How do I iterate through a list in a TI-83 calculator program

I created a set of programs to calculate the area under a graph using various methods of approximation (midpoint, trapezoidal, simpson) for my Calculus class.
Here is an example of one of my programs (midpoint):
Prompt A,B,N
(A-B)/N->D
Input "Y1=", Y1
0->X
0->E
For(X,A+D/2,b-D/2,D)
Y1(x)+E->E
End
Disp E*D
Instead of applying these approximation rules to a function (Y1), I would like to apply them to a list of data (L1). How do I iterate through a list? I would need to be able to get the last index in the list in order for a "For Loop" to be any good. I can't do anything like L1.length like I would do in Java.
You can obtain the length of the list using dim(). That can be found in 2nd->LIST->OPS->dim(. Just make sure that you use a list variable otherwise dim() will complain about the type. You could then index into the list with a subscript.
e.g.,
{1, 2, 3, 4} -> L1
For (X, 1, dim(L1), 1)
Disp L1(X)
End
The for loop is the simplest way to iterate over a list in TI-Basic, as it is in many languages. Jeff Mercado already covered that, so I'll mention a few techniques that are powerful tools in specialized situation.
Mapping over lists
TI-Basic supports simple mapping operation over lists that have the same effect as a map function in any other language. TI-Basic support for this extends to most basic arithmetic function, and selection of other functions.
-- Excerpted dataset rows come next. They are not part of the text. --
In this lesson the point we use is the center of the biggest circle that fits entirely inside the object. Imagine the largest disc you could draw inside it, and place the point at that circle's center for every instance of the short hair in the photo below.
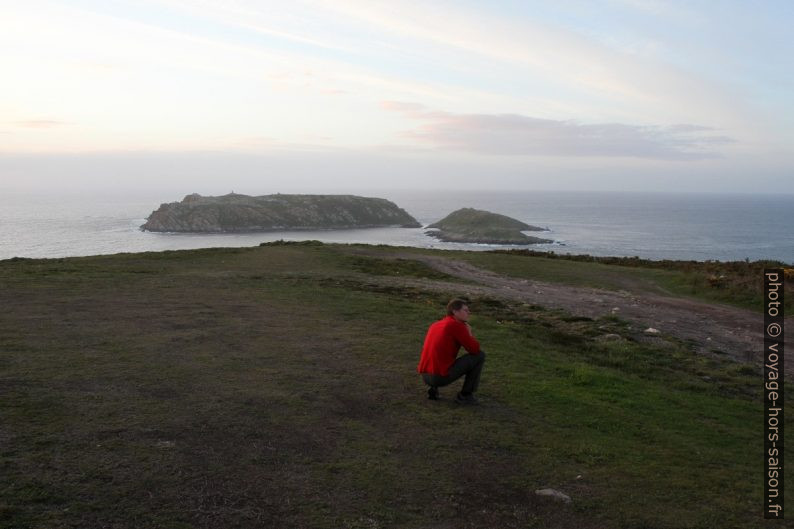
(456, 304)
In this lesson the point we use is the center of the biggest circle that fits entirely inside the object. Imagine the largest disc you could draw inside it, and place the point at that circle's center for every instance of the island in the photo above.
(235, 213)
(477, 226)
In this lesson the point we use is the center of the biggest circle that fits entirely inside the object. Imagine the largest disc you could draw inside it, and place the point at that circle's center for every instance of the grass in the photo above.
(275, 387)
(737, 283)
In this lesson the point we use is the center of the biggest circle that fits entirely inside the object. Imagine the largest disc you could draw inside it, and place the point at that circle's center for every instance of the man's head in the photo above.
(458, 309)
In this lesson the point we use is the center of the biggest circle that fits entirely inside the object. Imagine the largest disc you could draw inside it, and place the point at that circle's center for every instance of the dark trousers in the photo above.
(468, 364)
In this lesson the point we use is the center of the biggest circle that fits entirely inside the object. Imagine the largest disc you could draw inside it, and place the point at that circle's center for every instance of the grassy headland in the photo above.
(275, 387)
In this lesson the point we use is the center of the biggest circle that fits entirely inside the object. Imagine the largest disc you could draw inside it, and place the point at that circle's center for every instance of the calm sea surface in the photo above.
(650, 225)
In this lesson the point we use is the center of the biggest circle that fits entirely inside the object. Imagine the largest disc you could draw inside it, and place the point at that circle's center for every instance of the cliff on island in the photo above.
(243, 213)
(477, 226)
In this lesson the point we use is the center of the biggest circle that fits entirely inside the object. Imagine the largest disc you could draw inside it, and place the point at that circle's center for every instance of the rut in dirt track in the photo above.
(709, 328)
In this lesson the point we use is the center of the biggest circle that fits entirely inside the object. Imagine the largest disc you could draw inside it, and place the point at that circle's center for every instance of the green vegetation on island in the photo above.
(477, 226)
(243, 213)
(275, 386)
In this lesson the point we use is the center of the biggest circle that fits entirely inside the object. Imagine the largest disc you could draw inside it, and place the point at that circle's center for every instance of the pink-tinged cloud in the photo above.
(39, 123)
(514, 134)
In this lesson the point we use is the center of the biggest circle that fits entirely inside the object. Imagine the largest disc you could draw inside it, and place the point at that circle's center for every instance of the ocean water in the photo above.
(649, 225)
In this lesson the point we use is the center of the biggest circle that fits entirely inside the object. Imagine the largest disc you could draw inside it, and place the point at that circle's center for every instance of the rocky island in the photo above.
(478, 226)
(242, 213)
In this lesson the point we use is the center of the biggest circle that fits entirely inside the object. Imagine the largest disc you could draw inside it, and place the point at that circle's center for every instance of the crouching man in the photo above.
(440, 364)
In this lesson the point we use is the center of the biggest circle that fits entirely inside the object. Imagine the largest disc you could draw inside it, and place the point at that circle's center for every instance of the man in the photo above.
(439, 365)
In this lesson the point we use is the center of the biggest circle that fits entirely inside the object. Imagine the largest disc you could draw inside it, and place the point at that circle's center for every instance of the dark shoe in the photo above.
(466, 399)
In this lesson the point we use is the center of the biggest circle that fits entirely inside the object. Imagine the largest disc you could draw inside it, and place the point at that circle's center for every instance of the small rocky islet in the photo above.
(235, 213)
(471, 225)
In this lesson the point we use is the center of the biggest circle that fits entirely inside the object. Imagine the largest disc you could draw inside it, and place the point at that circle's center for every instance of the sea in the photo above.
(684, 226)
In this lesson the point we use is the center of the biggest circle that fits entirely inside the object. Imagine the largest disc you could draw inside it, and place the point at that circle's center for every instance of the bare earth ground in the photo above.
(709, 328)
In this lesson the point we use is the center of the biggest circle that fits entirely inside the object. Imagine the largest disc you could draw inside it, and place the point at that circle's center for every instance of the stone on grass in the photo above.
(554, 494)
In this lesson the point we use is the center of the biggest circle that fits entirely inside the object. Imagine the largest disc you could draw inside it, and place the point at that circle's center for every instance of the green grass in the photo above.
(275, 387)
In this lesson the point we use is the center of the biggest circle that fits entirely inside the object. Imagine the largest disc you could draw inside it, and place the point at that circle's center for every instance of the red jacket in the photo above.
(442, 343)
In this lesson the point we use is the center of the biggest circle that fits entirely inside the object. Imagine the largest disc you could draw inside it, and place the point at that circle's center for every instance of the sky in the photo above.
(212, 96)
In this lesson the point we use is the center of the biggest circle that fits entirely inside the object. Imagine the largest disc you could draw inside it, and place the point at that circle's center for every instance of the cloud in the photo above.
(39, 123)
(514, 134)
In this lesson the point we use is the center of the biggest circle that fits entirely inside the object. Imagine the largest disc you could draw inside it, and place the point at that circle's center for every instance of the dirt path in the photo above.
(709, 327)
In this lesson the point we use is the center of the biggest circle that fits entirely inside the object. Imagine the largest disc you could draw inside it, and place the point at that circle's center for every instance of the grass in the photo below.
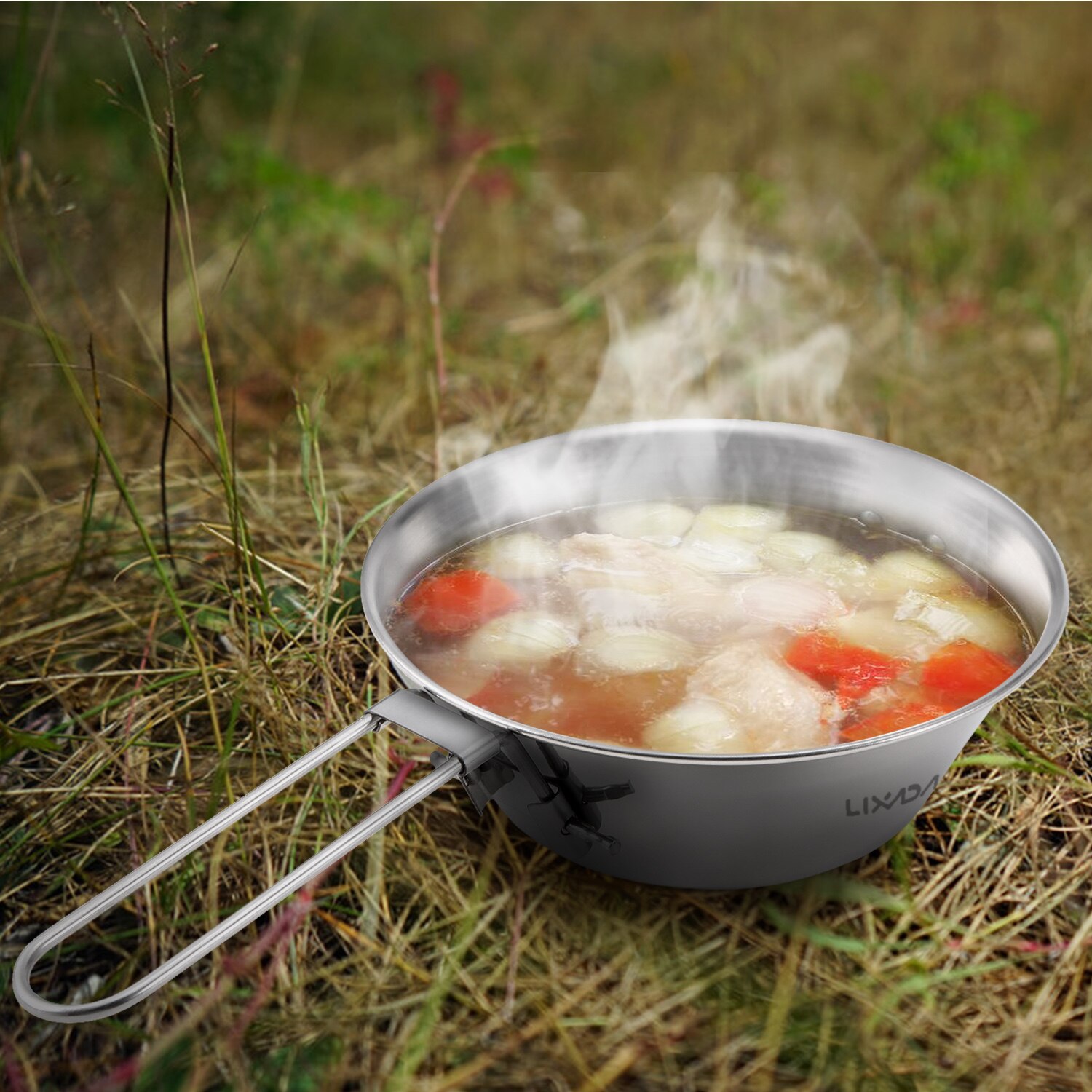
(936, 183)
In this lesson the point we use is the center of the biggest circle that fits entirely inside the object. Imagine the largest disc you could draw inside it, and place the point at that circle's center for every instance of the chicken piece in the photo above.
(781, 709)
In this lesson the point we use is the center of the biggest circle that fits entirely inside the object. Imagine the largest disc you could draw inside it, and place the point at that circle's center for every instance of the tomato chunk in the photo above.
(893, 720)
(456, 602)
(962, 670)
(847, 668)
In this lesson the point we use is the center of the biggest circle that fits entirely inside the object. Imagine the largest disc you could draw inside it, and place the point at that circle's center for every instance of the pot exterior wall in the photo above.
(723, 827)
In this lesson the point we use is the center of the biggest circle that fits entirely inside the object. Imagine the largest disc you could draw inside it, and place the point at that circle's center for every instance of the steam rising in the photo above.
(745, 334)
(740, 336)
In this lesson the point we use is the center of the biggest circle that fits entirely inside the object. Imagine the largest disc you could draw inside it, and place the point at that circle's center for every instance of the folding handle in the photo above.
(471, 746)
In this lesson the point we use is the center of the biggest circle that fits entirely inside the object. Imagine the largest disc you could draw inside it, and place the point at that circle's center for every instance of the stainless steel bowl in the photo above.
(694, 820)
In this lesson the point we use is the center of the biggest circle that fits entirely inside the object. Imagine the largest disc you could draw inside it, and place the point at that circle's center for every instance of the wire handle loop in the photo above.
(475, 745)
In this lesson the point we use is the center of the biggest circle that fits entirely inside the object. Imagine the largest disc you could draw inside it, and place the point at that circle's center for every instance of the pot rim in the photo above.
(1052, 630)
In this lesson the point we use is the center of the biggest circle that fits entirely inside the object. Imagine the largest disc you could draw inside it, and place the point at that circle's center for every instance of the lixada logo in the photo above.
(906, 795)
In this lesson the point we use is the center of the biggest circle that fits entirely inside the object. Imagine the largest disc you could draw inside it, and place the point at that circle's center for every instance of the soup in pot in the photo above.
(708, 628)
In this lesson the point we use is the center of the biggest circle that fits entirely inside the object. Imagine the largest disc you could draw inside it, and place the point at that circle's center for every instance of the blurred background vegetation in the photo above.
(934, 161)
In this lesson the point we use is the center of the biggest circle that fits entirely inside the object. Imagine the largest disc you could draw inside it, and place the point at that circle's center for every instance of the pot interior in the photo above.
(766, 462)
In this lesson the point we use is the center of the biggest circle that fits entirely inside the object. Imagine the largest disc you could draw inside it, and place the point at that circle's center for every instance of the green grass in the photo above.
(930, 191)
The syntax could not be simpler. If you want to add some number X to every element in some list L1 you type X+L1→L1.
seq(
Most for loops over a lists in TI-Basic can be replaced by cleverly constructed seq( command that will outperform the for loop in time and memory. The exceptions to this rule are loops that contain I/O or storing variables.
The syntax for this command can be quite confusing, so I recommend reading over this documentation before using it. In case that link dies, here's the most relevant information.
Command Summary
Creates a list by evaluating a formula with one variable taking on a
range of values, optionally skipping by a specified step.
Command Syntax
seq(formula, variable, start-value, end-value [, step])
Menu Location
While editing a program, press:
2nd LIST to enter the LIST menu RIGHT to enter the OPS submenu 5 to
choose seq(, or use arrows.
Calculator Compatibility
TI-83/84/+/SE
Token Size
1 byte
The documentation should do a good job explaining the syntax for seq(, so I'll just provide a sample use case.
If you want the square of every number between 1 and 100 you could do this
For Loop
DelVar L1100→dim(L1
for(A,1,100
A²→L1(A
End
or, this
seq
seq(A²,A,1,100→L1
The drawback of seq( is that you can't do any I/O or store any variables inside the expression.
Predefined list iteration function
Go to the LIST menu and check out all the operations under OPS and MATH. These predefined function are always going to be faster than a for loops or even a seq( expression designed to do the same thing.